Copenhague le répète : le Groeland n’est pas à commercer. Mais Donald Trump s’en moque. Le administrateur nord-américain a attaché, ce vendredi 9 janvier 2026, qu’il comptait grimper un concorde pour le Danemark quant à subjuguer le Groenland, et que Washington emploierait quant à ceci “la manière douce” ou “la manière forte”.
“Je suis un fan du Danemark aussi, je dois vous dire, et ils ont été très sympas avec moi”, a honnête le administrateur nord-américain face à la appuyé à la Maison Blanche.
“Mais vous savez, le fait qu’ils aient débarqué là avec un bateau il y a 500 ans ne veut pas dire qu’ils possèdent le territoire”, a-t-il supplémentaire.
Donald Trump martèle que les Etats-Unis doivent avaler le asservi du Groenland quant à alléguer à elles acquise quiétude devanture à Soie et Moscou.
“On va faire quelque chose”
“On ne peut pas avoir la Russie ou la Chine occuper le Groenland. C’est ce qu’ils vont faire, si on ne le fait pas. Donc on va faire quelque chose avec le Groenland, soit avec la manière douce, soit avec la manière forte”, a-t-il lancé vendredi.

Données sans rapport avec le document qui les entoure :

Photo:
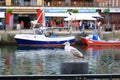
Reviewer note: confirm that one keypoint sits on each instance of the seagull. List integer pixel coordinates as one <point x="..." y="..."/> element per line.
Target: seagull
<point x="72" y="51"/>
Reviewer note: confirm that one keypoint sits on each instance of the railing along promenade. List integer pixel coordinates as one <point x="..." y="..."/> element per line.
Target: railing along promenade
<point x="62" y="76"/>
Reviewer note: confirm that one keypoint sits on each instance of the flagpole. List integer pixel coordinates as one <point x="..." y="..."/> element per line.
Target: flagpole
<point x="43" y="13"/>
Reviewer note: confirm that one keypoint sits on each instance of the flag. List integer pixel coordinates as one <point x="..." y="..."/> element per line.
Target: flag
<point x="39" y="16"/>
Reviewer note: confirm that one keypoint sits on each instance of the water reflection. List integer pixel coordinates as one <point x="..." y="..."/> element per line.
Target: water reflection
<point x="103" y="59"/>
<point x="23" y="60"/>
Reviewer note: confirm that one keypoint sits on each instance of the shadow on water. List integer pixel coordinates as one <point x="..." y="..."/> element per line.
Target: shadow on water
<point x="16" y="60"/>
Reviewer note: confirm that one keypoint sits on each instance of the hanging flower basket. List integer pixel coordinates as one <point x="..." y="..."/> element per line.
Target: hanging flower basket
<point x="8" y="10"/>
<point x="106" y="10"/>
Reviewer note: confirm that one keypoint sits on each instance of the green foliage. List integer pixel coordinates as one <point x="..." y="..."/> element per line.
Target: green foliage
<point x="9" y="10"/>
<point x="74" y="11"/>
<point x="106" y="10"/>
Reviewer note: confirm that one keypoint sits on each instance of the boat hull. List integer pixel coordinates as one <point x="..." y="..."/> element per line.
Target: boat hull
<point x="97" y="42"/>
<point x="36" y="40"/>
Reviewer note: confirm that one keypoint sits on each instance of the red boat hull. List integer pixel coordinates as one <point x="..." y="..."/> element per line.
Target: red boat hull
<point x="97" y="42"/>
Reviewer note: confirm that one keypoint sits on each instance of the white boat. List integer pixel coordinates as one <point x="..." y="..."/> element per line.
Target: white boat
<point x="42" y="40"/>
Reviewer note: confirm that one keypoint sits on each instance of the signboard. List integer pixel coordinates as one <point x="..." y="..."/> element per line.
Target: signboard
<point x="65" y="10"/>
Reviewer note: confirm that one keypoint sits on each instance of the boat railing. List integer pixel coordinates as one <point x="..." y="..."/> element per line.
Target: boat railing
<point x="62" y="76"/>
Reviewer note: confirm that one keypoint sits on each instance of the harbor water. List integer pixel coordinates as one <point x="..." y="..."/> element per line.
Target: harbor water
<point x="16" y="60"/>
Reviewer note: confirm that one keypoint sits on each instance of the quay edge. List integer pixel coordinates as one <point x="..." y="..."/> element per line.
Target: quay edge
<point x="7" y="37"/>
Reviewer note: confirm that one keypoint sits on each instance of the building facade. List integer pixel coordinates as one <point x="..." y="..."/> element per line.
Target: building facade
<point x="26" y="9"/>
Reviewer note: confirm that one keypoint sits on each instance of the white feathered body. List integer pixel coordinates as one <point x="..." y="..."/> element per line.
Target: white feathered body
<point x="73" y="51"/>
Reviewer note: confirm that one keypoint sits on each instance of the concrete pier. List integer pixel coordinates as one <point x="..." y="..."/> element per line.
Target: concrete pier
<point x="7" y="37"/>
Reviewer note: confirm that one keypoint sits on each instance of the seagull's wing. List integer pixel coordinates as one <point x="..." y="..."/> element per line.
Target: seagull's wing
<point x="75" y="52"/>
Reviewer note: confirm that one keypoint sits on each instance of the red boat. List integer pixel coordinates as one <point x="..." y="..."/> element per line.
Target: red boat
<point x="101" y="47"/>
<point x="95" y="40"/>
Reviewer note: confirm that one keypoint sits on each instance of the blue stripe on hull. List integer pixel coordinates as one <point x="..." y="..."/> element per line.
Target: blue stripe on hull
<point x="29" y="42"/>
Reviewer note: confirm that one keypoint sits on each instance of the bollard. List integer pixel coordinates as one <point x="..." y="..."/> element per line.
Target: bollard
<point x="74" y="68"/>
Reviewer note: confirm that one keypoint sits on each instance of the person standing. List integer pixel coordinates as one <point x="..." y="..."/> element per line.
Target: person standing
<point x="77" y="25"/>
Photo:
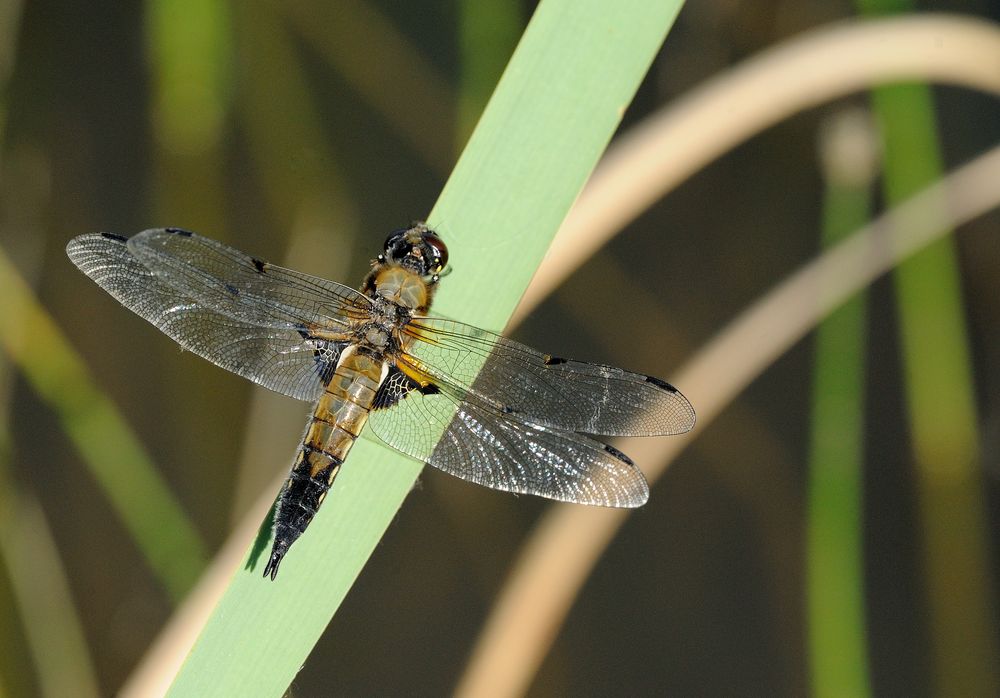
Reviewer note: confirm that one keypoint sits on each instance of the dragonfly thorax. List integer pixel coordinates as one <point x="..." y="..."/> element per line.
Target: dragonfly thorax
<point x="402" y="287"/>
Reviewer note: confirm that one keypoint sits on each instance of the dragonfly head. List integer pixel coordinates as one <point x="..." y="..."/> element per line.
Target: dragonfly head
<point x="417" y="248"/>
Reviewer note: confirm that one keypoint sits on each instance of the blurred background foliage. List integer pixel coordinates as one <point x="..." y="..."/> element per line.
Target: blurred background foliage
<point x="302" y="132"/>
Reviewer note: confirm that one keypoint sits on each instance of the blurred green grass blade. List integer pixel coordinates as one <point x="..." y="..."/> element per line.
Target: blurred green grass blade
<point x="386" y="69"/>
<point x="120" y="465"/>
<point x="943" y="420"/>
<point x="53" y="628"/>
<point x="48" y="625"/>
<point x="189" y="45"/>
<point x="189" y="48"/>
<point x="835" y="591"/>
<point x="487" y="34"/>
<point x="557" y="106"/>
<point x="941" y="407"/>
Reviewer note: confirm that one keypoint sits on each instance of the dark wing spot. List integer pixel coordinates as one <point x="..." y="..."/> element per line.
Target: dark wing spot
<point x="618" y="454"/>
<point x="396" y="386"/>
<point x="661" y="384"/>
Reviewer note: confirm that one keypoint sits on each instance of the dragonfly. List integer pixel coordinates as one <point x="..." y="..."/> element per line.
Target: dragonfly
<point x="462" y="399"/>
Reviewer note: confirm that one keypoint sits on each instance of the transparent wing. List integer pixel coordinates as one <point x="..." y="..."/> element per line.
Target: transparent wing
<point x="551" y="391"/>
<point x="284" y="357"/>
<point x="487" y="447"/>
<point x="235" y="284"/>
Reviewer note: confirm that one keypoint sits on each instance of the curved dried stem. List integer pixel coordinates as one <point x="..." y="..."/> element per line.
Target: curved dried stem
<point x="645" y="165"/>
<point x="820" y="65"/>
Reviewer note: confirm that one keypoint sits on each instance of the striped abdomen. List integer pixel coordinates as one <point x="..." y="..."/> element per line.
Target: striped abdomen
<point x="337" y="420"/>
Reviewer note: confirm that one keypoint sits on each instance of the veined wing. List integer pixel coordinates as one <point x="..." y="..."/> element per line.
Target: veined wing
<point x="282" y="356"/>
<point x="483" y="445"/>
<point x="243" y="287"/>
<point x="546" y="390"/>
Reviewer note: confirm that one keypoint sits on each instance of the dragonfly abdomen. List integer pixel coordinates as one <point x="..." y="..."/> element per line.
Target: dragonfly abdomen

La Maison Blanche, très en repoussant d’rejeter l’acceptation officier, a récit éprouver que le administrateur réfléchissait “activement” à un commande de l’grand île arctique, sinon émettre lesquelles adroit à la lettre cette convention pourrait avaler.
Par loin, Donald Trump a fondé, dans lequel un reprise au New York Times jeudi, qu’il lui faudrait probablement opiner compris la sauvegarde de l’improbité de l’Otan ou le asservi du division danois.
Le Danemark – Groenland admis – est pilon de l’Otan et une scène nord-américaine en échange de l’un des abats de l’Alliance signifierait “la fin de tout”, a menacé sa Première légat Mette Frederiksen.